A debt consolidation loan can be a useful tool when it comes to getting out-of-control debt back in hand. Among the possible debt strategies for Californians, consolidation can be one of the most affordable and fastest means of eradicating credit card debt.
Taking a debt consolidation loan could help you combine a multitude of high-interest debts into just one at a more favorable rate. This, in turn, can help you pay off those debts more quickly.
Here’s how to get a debt consolidation loan.
Review Your Credit History and Score
The higher your credit score, the better the deal you’ll be eligible to receive on your consolidation loan. So, before you apply for any type of consolidation vehicle, review your credit history, and check your credit score.
Going over your credit history might reveal you’re being held responsible for something you did not purchase, which is dragging down your score. Reviewing your report provides you with an opportunity to clear up any discrepancies with an eye toward boosting your score. You can get copies of each of the three of your credit reports free at AnnualCreditReport.com.

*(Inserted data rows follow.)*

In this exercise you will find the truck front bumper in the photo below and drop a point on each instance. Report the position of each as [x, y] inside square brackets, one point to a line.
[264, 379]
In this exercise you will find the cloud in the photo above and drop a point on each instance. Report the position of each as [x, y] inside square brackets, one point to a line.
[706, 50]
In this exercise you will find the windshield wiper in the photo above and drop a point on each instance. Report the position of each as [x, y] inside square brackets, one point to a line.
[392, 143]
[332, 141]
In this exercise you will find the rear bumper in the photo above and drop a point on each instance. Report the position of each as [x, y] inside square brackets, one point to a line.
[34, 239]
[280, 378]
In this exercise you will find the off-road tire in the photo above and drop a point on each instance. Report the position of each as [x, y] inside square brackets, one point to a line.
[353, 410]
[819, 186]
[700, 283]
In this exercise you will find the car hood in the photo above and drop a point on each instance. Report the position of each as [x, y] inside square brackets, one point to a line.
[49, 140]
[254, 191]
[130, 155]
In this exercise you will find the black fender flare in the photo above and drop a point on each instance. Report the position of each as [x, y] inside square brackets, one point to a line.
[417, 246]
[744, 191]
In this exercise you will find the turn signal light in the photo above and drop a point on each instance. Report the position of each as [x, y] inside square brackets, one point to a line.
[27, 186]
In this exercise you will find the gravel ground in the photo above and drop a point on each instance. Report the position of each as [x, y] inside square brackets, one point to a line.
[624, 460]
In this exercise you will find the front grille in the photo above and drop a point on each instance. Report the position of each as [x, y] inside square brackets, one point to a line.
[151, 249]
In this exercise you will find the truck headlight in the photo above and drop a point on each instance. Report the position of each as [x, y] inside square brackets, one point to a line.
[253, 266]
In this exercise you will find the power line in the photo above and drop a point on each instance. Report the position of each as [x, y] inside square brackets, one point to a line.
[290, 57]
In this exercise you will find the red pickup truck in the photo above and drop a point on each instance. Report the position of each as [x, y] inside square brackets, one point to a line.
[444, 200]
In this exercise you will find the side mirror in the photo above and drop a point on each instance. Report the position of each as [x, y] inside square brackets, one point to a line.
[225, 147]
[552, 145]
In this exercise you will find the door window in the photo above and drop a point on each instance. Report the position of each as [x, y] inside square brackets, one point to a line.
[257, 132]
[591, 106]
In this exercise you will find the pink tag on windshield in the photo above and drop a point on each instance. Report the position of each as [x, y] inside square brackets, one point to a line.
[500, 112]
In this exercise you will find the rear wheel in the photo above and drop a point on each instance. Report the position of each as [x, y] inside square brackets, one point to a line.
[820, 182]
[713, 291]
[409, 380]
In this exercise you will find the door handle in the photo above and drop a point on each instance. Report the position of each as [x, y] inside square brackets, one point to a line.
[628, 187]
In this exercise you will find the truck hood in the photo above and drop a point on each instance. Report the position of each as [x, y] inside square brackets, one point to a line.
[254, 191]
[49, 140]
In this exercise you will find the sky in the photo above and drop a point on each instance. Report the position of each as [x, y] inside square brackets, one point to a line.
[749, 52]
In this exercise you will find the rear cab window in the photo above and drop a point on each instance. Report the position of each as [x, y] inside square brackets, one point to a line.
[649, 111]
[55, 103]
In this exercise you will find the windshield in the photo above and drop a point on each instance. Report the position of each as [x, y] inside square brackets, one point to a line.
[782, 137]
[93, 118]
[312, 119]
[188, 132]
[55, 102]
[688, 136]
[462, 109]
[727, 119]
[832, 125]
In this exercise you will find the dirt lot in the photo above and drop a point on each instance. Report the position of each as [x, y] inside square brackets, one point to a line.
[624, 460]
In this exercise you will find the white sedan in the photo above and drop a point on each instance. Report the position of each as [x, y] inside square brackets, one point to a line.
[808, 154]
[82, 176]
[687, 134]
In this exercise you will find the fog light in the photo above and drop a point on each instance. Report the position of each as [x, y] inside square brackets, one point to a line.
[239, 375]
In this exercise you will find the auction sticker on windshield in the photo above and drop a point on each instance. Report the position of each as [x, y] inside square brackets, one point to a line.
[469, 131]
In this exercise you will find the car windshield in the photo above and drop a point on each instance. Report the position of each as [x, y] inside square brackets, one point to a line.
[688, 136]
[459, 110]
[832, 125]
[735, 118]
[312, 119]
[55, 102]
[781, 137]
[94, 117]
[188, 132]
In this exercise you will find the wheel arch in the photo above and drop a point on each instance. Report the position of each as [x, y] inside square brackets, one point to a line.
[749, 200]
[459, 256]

Anther smart play where your credit history is concerned is to pay off as many of the smaller debts shown as possible. Outstanding balances comprise 30% of your credit score. The less debt you have on record, the higher your credit score will be, which will translate into a lower monthly payment on your consolidation loan. Banks typically offer customer credit score information for free.
Calculate Your Debt and Payments
Arriving at an accurate amount for how much debt you’ll need to consolidate will help you determine how much to borrow and perhaps what type of consolidation to pursue. For example, if you’re thinking to go with a balance transfer credit card for California debt relief, you’ll need to be certain you can pay off the entire amount before the grace period expires.
It’s also a good idea to figure out the grand total of your monthly payments, so you’ll know whether the payment on the consolidation loan makes sense. If it’s more than you’re currently paying each month, it might be more advantageous for you to proceed without the consolidation — all other factors being equal.
Bottom line, having these numbers in hand will facilitate the use of a consolidation calculator to help you determine whether or not this approach will deliver the outcome you’re seeking.
Shop For the Best Solution
Numerous types of loans are available to help you consolidate credit card debt. Each of them has different terms, different interest rates and different considerations to ponder.
First and foremost, though, it is of utmost importance to be certain you can live with the requirements a loan will impose before taking it. Otherwise, you could find your money problems exacerbated. Take some time to review all your options, before choosing the approach you’ll take.
With that decision made, you can then look for a lender offering the best terms.
Complete the Loan Application
Gather all the documentation you’ll need before filling out an application. At minimum, you’ll be asked to provide proof of your identity, proof of residence and proof of income.
Before signing the application, read it over carefully to be certain you understand everything. Ask questions of the lender’s rep if you have trouble grasping any of the information presented. Pay careful attention to what will be required to consider the loan paid in full.
These four steps will help you get a debt consolidation loan that will benefit you, with as few hassles as possible.